I'm also very happy to work together on writing the version
described - you have already done much work in this area.
You seem to want to preserve the ON CONFLICT guarantees at great cost.
But you haven't even defended that based on a high level goal, or a
use case, or something that makes sense to users (describing how it is
possible is another matter). You haven't even tried to convince me.
I don't see any major problems in points you've raised so far, though
obviously there is much detail.
Did you even read them? They are not mere details. They're fundamental
to the semantics of the feature (if you base it on ON CONFLICT).
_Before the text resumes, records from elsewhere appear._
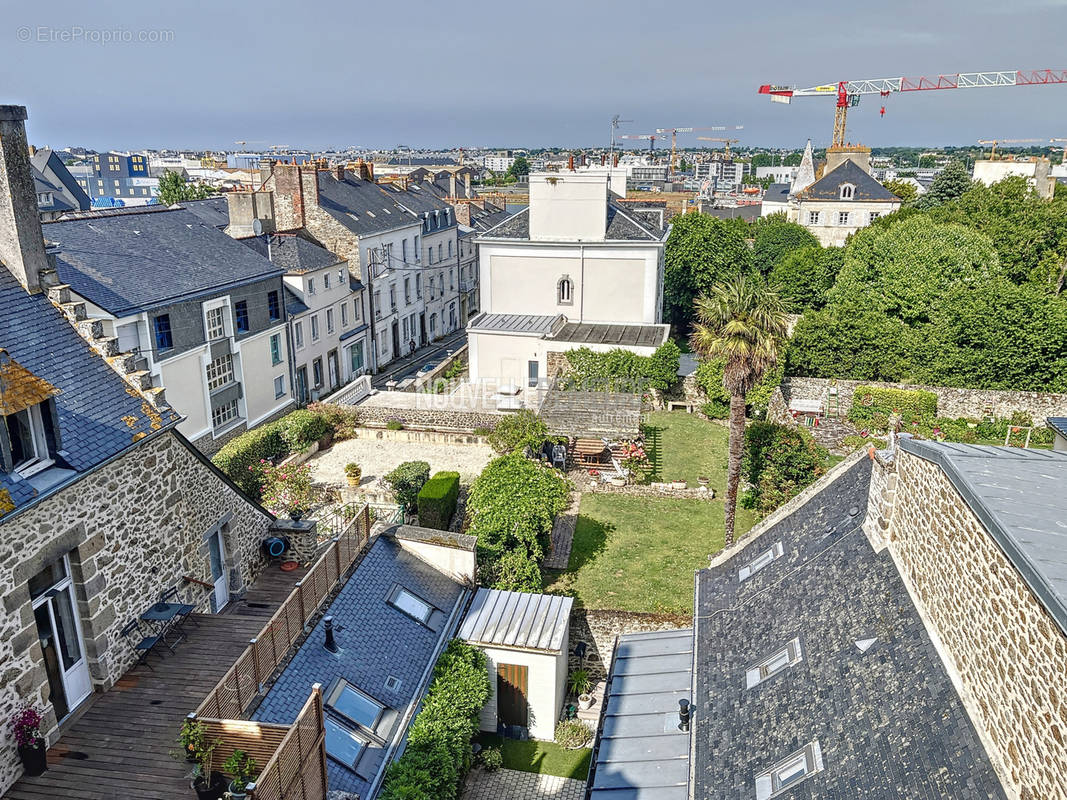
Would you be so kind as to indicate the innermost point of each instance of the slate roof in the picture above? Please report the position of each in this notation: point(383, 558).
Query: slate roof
point(377, 642)
point(99, 415)
point(828, 188)
point(518, 620)
point(640, 752)
point(602, 333)
point(870, 688)
point(1020, 496)
point(292, 253)
point(128, 262)
point(622, 224)
point(362, 206)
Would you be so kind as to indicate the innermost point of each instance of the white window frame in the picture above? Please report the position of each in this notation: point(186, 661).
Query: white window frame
point(764, 559)
point(774, 664)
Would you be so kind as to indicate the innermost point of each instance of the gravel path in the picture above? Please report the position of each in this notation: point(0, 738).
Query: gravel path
point(378, 457)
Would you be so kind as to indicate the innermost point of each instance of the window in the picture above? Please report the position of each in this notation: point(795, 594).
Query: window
point(773, 664)
point(790, 771)
point(343, 744)
point(760, 561)
point(411, 605)
point(566, 290)
point(163, 338)
point(241, 312)
point(220, 372)
point(224, 414)
point(354, 705)
point(216, 324)
point(29, 443)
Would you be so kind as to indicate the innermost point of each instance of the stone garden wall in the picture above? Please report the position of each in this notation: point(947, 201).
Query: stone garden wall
point(132, 528)
point(951, 402)
point(1006, 652)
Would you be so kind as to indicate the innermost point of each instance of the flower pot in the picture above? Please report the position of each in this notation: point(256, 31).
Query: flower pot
point(34, 758)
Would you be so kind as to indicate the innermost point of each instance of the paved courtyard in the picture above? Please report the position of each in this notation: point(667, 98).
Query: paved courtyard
point(511, 784)
point(380, 457)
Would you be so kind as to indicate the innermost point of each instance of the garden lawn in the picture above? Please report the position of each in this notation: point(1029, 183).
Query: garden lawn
point(638, 554)
point(545, 757)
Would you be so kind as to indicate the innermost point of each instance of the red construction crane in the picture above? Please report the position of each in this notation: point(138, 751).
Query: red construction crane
point(848, 93)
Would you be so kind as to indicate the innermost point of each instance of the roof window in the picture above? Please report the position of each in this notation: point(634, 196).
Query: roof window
point(789, 771)
point(774, 664)
point(760, 561)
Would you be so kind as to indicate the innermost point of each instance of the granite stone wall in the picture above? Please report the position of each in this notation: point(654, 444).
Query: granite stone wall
point(1009, 655)
point(131, 529)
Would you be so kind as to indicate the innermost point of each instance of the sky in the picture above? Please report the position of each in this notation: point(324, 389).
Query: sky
point(323, 74)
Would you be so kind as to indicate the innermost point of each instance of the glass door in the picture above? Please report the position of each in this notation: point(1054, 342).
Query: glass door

It's
not actually important that you understand them all; the important
message is that generalizing ON CONFLICT has all kinds of terrible
problems.
All of this needs to be written and then committed, so I'll get on and
write my proposal. We can then see whether that is an 80% solution or
something less. There are more obvious barriers to completion at this
point, like time and getting on with it.
Getting on with *what*, exactly?
In general, I have nothing against an 80% solution, or even a 50%
solution, provided there is a plausible path to a 100% solution. I
don't think that you have such a path, but only because you're tacitly
inserting requirements that no other MERGE implementation has to live
with, that I doubt any implementation *could* live with. Again, I'm
not the one making this complicated, or adding requirements that will
be difficult for you to get in to your v1 -- you're the one doing
that.
The semantics that I suggest (the SQL standard's semantics) will
require less code, and will be far simpler. Right now, I simply don't
understand why you're insisting on using ON CONFLICT without even
saying why. I can only surmise that you think that doing so will
simplify the implementation, but I can guarantee you that it won't.